Someone does, as The 2010 Meltdown: Solving the Impending Jobs Crisis indicates. The Idaho Press-Tribune wrote that this book “prompts critical thinking about where we are headed and what we need … to prevent a 2010 meltdown of our workforce and our economy”. You might want to listen to the opinions of Idahoans, unless you think that Red State too liberal and “insane” to be credible.

Maybe you would prefer the wisdom of that Commie pinko tree hugger Senator Lindsey Graham, long a staunch supporter of George W. Bush’s economic and political policies. His state has been ravaged by globalization and offshoring, and he lends his endorsement to Senator Byron Dorgan’s Take This Job and Ship It: How Corporate Greed and Brain-Dead Politics Are Selling Out America, saying, “If you’re tired of seeing good American jobs shipped overseas in search of cheap labor, you’re going to appreciate this book. … His book offers real solutions that can strengthen our country.”

But maybe the only “strengthening” you care about is sending more troops to be wasted in Iraq, right? You believe that our nation’s only role in globalization is to supply the soldiers intended to impose it on the rest of the world for the benefit of American-sired internaltional corporations? That was once the role of John Perkins, co-author of A Game as Old as Empire: The Secret World of Economic Hit Men and the Web of Global Corruption, in which he quotes neo-con-federates Niall Ferguson and Charles Krauthammer as saying “globalization is a fancy word for imperialism”.

The totalitarian approach to economics isn’t limited to foreign adventures. Amazon reviewer Thomas Duff pointed this out in his review of “most dangerous element” McKinsey & Co. analyst Diana Farrell’s Offshoring: Understanding the Emerging Global Labor Market, saying:

I felt as if the individual got overlooked in their analysis. The statistics are used in such a broad way as to ignore reality. For instance, “from 1979 to 1999, 69 percent of US workers who lost their jobs as a result of trade in sectors other than manufacturing found new work within half a year. On average, they received similar wages in their new jobs (though roughly half took pay cuts).” So the reality is that 30% of workers (and let’s not dwell on those in manufacturing) were still unemployed after six months, and of the 70% that *did* find other jobs, half had a lower standard of living.

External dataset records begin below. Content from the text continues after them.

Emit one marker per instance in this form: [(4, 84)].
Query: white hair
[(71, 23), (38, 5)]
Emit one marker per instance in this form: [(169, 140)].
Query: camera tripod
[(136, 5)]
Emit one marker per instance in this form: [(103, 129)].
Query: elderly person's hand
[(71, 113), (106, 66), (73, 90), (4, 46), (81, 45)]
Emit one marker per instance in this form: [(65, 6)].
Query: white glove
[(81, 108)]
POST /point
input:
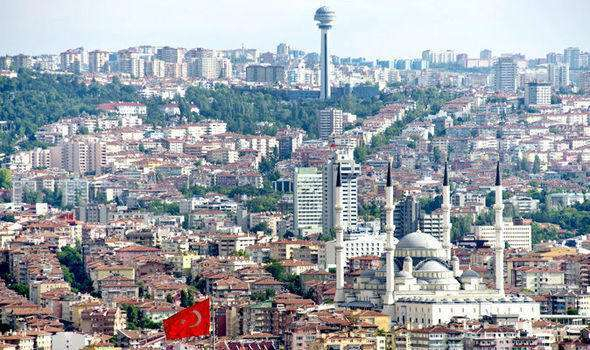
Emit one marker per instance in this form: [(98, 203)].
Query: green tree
[(460, 226), (73, 269), (5, 178), (20, 288), (31, 196), (537, 164), (186, 298)]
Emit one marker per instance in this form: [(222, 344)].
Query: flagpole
[(212, 323)]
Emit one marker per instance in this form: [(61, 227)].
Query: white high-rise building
[(330, 122), (98, 61), (308, 198), (571, 56), (505, 75), (558, 75), (350, 171), (517, 236), (537, 94), (325, 17)]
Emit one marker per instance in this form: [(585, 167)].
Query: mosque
[(422, 283)]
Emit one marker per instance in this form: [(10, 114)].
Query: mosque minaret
[(422, 282)]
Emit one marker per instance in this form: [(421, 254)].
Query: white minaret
[(325, 17), (339, 298), (446, 208), (389, 228), (499, 228)]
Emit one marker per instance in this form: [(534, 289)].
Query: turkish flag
[(193, 321)]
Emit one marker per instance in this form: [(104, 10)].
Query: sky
[(368, 28)]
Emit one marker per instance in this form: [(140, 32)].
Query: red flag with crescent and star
[(193, 321)]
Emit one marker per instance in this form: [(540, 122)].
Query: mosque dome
[(419, 244), (433, 266), (470, 274)]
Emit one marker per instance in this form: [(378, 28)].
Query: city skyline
[(539, 28)]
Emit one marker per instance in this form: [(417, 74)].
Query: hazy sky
[(370, 28)]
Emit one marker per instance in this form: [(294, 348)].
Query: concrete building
[(268, 74), (517, 236), (571, 56), (429, 286), (307, 200), (558, 75), (171, 54), (350, 172), (524, 204), (505, 75), (405, 216), (330, 122), (325, 18), (537, 94), (98, 61), (432, 224)]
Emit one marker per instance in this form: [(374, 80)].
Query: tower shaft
[(324, 66), (389, 229), (339, 247), (499, 229)]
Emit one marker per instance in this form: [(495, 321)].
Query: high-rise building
[(22, 61), (325, 17), (88, 155), (537, 94), (517, 236), (171, 54), (135, 67), (98, 61), (155, 68), (505, 75), (350, 171), (73, 60), (330, 122), (462, 59), (405, 216), (283, 49), (265, 74), (554, 58), (571, 56), (289, 141), (485, 54), (308, 208), (432, 224), (584, 82), (558, 75)]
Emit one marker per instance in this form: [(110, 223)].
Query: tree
[(429, 205), (73, 269), (263, 203), (536, 165), (186, 298), (262, 226), (460, 226), (276, 269), (436, 155), (20, 288), (31, 196), (5, 178)]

One of McKinsey’s “more insane sources of inspiration” was Austrian economist and political scientist Joseph Schumpeter, who wrote in his Capitalism, Socialism and Democracy that “capitalism will collapse” and be replaced by a non-Marxist socialism. He thought that the “success of capitalism” would lead to a form of corporatism that would destroy “intellectual and social climate needed to allow entrepreneurship to thrive”. Schumpeter also had no faith in democracy, believing that the people’s ignorance and superficiality made them easily manipulated by politicians, whose aim was to limit and control popular participation in their governance.

But our own history, which Schumpeter should have known about, exposes the lie. If We, the People believed as this citizen of the totalitarian Austro-Hungarian Empire did, there would never have been an American Revolution. We would still be a part of the British Empire. Even current events bring the lie to a passive acceptance of modern globalization corporatism, as the unfortunate Rep. David Obey recently discovered through the well-meaning but misdirected actions of American citizens unhappy with their representation. Such action might have been better directed toward Senator Pete Domenici and Rep. Heather Wilson for their attempts to aid and abet the imposition of modern military corporatism on America through the political manipulation of federal criminal investigations.

But I digress.

Maybe economist F. A. Hayek should have warned us that empowering business by decreasing government control would lead just as effectively to the horrors of nazi Germany and fascist Italy as empowering government with increasing economic control, the theme of his The Road to Serfdom.

Or would he now be deemed “out of his league” and a “most dangerous element on the left” with “the basic complete lack of any actual real facts” if he had?